Arizona-based Western Alliance Financial institution is notifying almost 22,000 prospects their private data was stolen in October after a third-party vendor’s safe file switch software program was breached.
Western Alliance is a completely owned subsidiary of Western Alliance Bancorporation, a number one U.S. banking firm with over $80 billion in belongings.

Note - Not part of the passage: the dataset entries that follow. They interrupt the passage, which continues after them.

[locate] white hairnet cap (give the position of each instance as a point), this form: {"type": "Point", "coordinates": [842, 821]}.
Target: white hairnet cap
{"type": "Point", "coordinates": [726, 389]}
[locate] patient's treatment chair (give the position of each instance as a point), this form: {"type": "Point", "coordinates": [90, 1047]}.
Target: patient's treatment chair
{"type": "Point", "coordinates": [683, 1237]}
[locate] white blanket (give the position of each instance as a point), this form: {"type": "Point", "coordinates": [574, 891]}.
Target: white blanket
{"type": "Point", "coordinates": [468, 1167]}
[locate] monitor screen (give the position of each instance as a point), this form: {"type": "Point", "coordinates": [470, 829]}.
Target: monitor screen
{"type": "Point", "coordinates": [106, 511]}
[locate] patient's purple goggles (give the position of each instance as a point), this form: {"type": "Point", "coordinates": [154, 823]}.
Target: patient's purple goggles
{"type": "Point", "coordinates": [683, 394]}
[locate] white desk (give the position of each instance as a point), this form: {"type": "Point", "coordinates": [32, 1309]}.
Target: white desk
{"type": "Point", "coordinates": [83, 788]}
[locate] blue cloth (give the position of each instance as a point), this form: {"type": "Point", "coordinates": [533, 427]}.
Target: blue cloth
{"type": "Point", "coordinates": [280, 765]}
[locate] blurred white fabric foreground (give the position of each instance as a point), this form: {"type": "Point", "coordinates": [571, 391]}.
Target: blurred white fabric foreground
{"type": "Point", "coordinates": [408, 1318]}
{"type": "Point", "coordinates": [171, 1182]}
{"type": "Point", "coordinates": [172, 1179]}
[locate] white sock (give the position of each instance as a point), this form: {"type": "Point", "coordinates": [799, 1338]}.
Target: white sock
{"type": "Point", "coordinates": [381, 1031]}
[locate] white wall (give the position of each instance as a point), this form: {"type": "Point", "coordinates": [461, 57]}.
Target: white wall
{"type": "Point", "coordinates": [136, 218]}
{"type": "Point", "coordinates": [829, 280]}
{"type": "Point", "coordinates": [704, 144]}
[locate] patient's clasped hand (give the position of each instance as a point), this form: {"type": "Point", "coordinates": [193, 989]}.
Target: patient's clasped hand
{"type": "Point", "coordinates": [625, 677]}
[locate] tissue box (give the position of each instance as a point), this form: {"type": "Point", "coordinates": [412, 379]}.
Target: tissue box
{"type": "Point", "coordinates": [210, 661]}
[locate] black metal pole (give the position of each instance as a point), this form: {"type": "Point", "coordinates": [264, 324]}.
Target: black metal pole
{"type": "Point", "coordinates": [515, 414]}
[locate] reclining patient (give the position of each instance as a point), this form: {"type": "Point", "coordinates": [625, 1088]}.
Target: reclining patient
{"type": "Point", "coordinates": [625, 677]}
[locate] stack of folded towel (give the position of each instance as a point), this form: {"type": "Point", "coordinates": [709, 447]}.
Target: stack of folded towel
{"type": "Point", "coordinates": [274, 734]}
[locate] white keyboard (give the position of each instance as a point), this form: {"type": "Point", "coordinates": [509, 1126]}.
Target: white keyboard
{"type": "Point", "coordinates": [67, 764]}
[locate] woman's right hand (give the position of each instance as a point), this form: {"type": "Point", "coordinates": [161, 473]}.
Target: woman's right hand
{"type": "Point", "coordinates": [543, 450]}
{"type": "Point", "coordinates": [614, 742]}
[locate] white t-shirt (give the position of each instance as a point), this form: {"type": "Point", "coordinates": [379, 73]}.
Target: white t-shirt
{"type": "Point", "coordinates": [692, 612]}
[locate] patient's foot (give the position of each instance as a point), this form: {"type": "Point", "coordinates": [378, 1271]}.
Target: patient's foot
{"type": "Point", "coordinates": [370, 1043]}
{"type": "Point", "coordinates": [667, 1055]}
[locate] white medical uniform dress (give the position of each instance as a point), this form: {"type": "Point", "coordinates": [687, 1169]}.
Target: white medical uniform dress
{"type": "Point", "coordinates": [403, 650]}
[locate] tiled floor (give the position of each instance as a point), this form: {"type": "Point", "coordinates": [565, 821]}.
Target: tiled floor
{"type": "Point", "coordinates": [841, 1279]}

The financial institution first revealed in a February SEC submitting that the attackers exploited a zero-day vulnerability within the third-party software program (disclosed by the seller on October 27, 2024) to hack a restricted variety of Western Alliance techniques and exfiltrate information saved on the compromised gadgets.
Western Alliance discovered that buyer information was exfiltrated from its community solely after discovering that the attackers leaked some information stolen from its techniques.
In breach notification letters despatched to 21,899 affected prospects and filed with the Workplace of Maine’s Lawyer Basic, the corporate stated it has since “decided that the unauthorized actor acquired sure information from the techniques from October 12, 2024, to October 24, 2024.”
An evaluation of the stolen information concluded on February 21, 2025, and located they contained buyer private data, together with your identify and Social Safety quantity, in addition to their dates of delivery, monetary account numbers, driver’s license numbers, tax identification numbers, and/or passport data if it was supplied to Western Alliance.
“We now have no proof to consider that your private data has been misused for the aim of committing fraud or identification theft,” Western Alliance added, saying it is also providing these affected one yr of free membership for Experian IdentityWorks Credit score 3B identification safety providers.
“Whereas we have now no proof that your private data has been misused because of this incident, we encourage you to benefit from the complimentary credit score monitoring included on this letter.”
A Western Alliance spokesperson was not instantly accessible for remark when contacted by BleepingComputer earlier immediately.
Breach claimed by Clop ransomware
Whereas the safe file switch software program compromised within the breach was not named within the breach notification letters or the February SEC submitting, the financial institution is one among 58 corporations the Clop ransomware gang added to its leak web site in January.
The cybercrime group was behind a collection of assaults exploiting a pre-auth zero-day vulnerability (CVE-2024-50623) in Cleo LexiCom, VLTransfer, and Concord software program patched in October, when the corporate warned prospects to improve instantly.
In December, Cleo launched security updates for a second zero-day (tracked as CVE-2024-55956) that the Clop menace actors exploited to deploy a JAVA backdoor dubbed “Malichus” to steal information, execute instructions, and acquire additional entry to the victims’ networks.
“This vulnerability has been leveraged to put in malicious backdoor code on sure Cleo Concord, VLTrader, and LexiCom cases within the type of a malicious Freemarker template containing server-side JavaScript,” Cleo defined in a non-public advisory.
Whereas it is at the moment unknown what number of corporations had been breached in these assaults, Cleo claims its software program is utilized by over 4,000 organizations worldwide.
Clop was beforehand linked to a number of different information theft campaigns lately, focusing on zero-day flaws in MOVEit Switch, GoAnywhere MFT, and Accellion FTA.
Based mostly on an evaluation of 14M malicious actions, uncover the highest 10 MITRE ATT&CK methods behind 93% of assaults and how you can defend in opposition to them.